The EU AI Act is a good example of that shift. It follows a staged timeline with obligations that start earlier than the final applicability date, which forces organisations to stop thinking of compliance as a one-off event and start thinking of it as a capability they must build and run. NIS2 pushes in the same direction, with a strong emphasis on cybersecurity risk management and incident reporting across a much wider set of sectors than before, and a clear expectation that Member States transpose it into national law on time.
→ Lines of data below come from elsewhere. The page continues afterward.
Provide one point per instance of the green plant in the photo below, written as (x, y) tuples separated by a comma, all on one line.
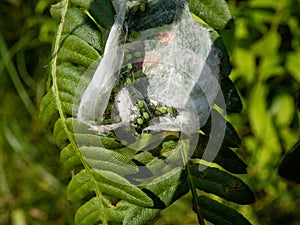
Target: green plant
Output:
[(106, 196)]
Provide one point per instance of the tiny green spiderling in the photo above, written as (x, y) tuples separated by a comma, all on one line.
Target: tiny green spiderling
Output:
[(146, 115), (140, 121)]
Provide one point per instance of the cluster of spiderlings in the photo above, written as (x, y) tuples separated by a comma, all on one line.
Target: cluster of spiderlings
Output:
[(130, 73), (149, 110)]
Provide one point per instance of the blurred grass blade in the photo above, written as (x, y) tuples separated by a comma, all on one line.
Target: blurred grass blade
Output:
[(13, 74)]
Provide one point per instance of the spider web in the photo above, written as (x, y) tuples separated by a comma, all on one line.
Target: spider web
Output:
[(182, 70)]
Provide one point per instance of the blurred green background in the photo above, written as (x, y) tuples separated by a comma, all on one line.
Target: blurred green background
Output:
[(264, 45)]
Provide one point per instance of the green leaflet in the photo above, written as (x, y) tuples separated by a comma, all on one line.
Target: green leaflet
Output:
[(79, 24), (158, 13), (109, 183), (77, 51), (214, 12), (167, 189), (48, 110), (105, 159), (231, 138), (101, 10), (223, 184), (89, 213), (226, 158), (220, 214), (69, 157)]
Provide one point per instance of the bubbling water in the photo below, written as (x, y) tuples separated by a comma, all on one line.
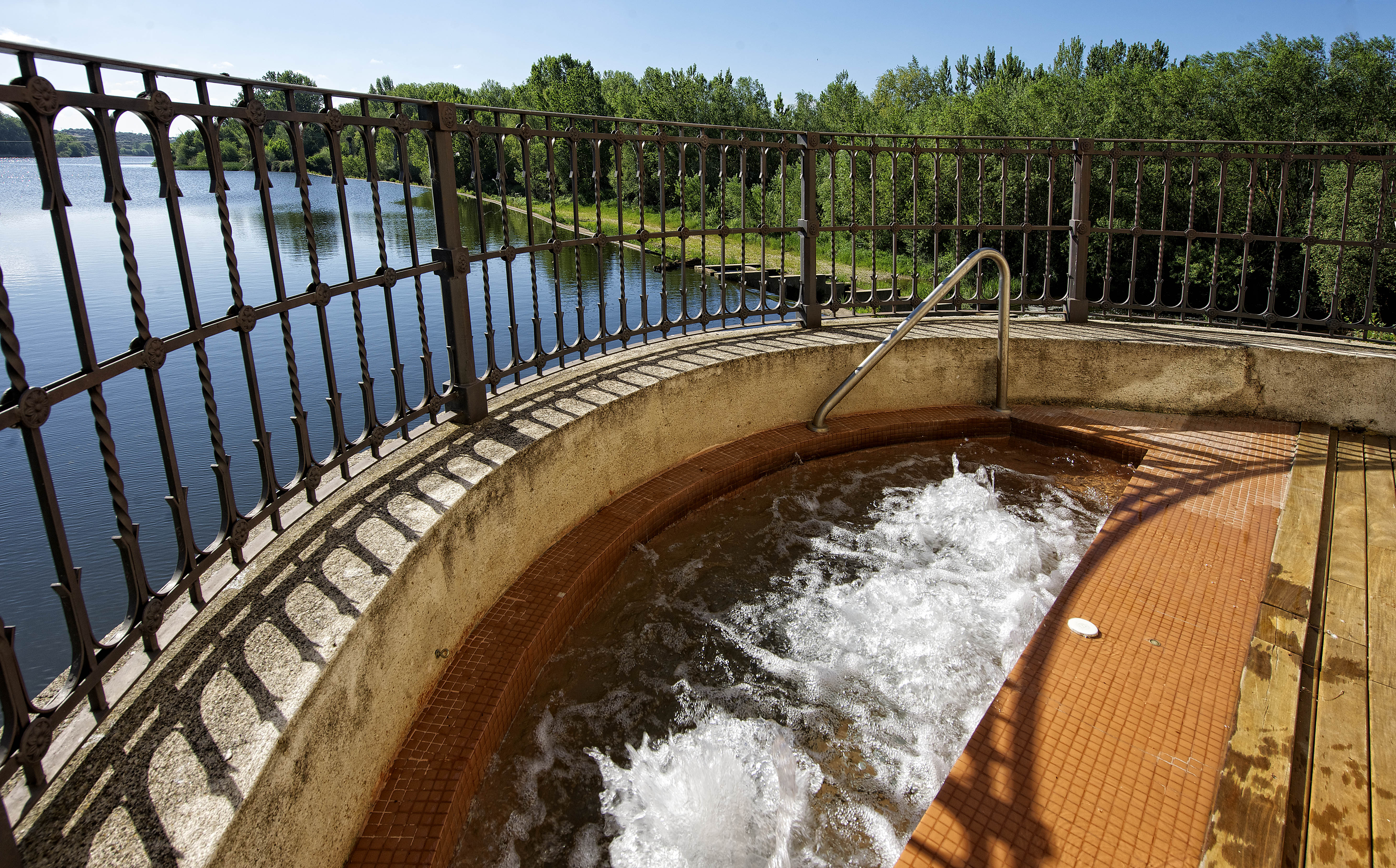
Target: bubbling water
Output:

DORA, while focused on the financial sector, has become a reference point for operational resilience thinking. It’s not only about “security”; it’s about proving that your organisation can withstand disruption, recover, and manage third-party dependencies with discipline. It’s also a useful preview of where expectations are heading well beyond finance.
Put those three together and you can see the pattern: Europe is not asking for better intentions. It is asking for better operating models. The usual consequence is predictable. Delivery slows down. Teams hesitate. They wait for guidance. They negotiate every new initiative in a series of meetings that gradually turn into a tax on momentum. Compliance becomes something you “apply” late, when the project is already built, timelines are already committed, and everyone is tense.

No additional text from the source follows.